Extreme heat a mental health hazard
Intense temperatures increase likelihood of suicide, violence, hospitalizations for disorders
If you find that the blistering, unrelenting heat is making you anxious and irritable, even depressed, it’s not all in your head. Soaring temperatures can damage not just the body but also the mind.
As heat waves become more intense, more frequent and longer, it has become increasingly important to address the impact on mental health, scientists say.
“It’s really only been over the past five years that there’s been a real recognition of the impact,” said Dr. Joshua Wortzel, chair of the American Psychiatric Association’s committee on climate change and mental health, which was set up just two years ago.
“Our understanding of the basic biology of why this association exists is still in its infancy,” he added.
High temperatures are strongly associated with an increase in suicides, researchers have found. Heat has been linked to a rise in violent crime and aggression, emergency room visits and hospitalizations for mental disorders, and deaths — especially among people with schizophrenia, dementia, psychosis and substance use.
For every increase in temperature of 1.8 degrees Fahrenheit scientists have estimated that there is a nearly 5% increase in the risk of death among patients with psychosis, dementia or substance use.
Researchers have reported a 0.7% increase in suicides linked to rising temperatures, and about a 4% to 6% increase in interpersonal violence, including homicides.
Heat not only fuels feelings such as irritability and anger, but also seems to exacerbate mental illnesses, such as anxiety, schizophrenia and depression. Older adults, adolescents and people with preexisting mental illnesses are particularly vulnerable, as are people who do not have housing or are of lower socioeconomic status.
A landmark study last year analyzed data on more than 2 million people with private insurance and found that emergency department visits for mental illnesses were significantly higher during the five or six hottest days of summer, compared with the coolest days of the same season.

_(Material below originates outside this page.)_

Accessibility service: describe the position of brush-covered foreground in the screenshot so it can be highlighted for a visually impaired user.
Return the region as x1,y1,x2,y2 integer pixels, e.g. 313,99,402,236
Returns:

The increase was greater in northern parts of the United States, perhaps because these areas are less prepared to cope with heat waves than places like the Southwest, said Amruta Nori-Sarma, an environmental epidemiologist at Boston University School of Public Health, who led the study.
The gap was evident across a range of mental health conditions, including mood and anxiety disorders, stress disorders, schizophrenia, substance use disorders and self-harm. “Extreme heat is an external stressor that seems to be exacerbating people’s mental health symptoms,” Nori-Sarma said.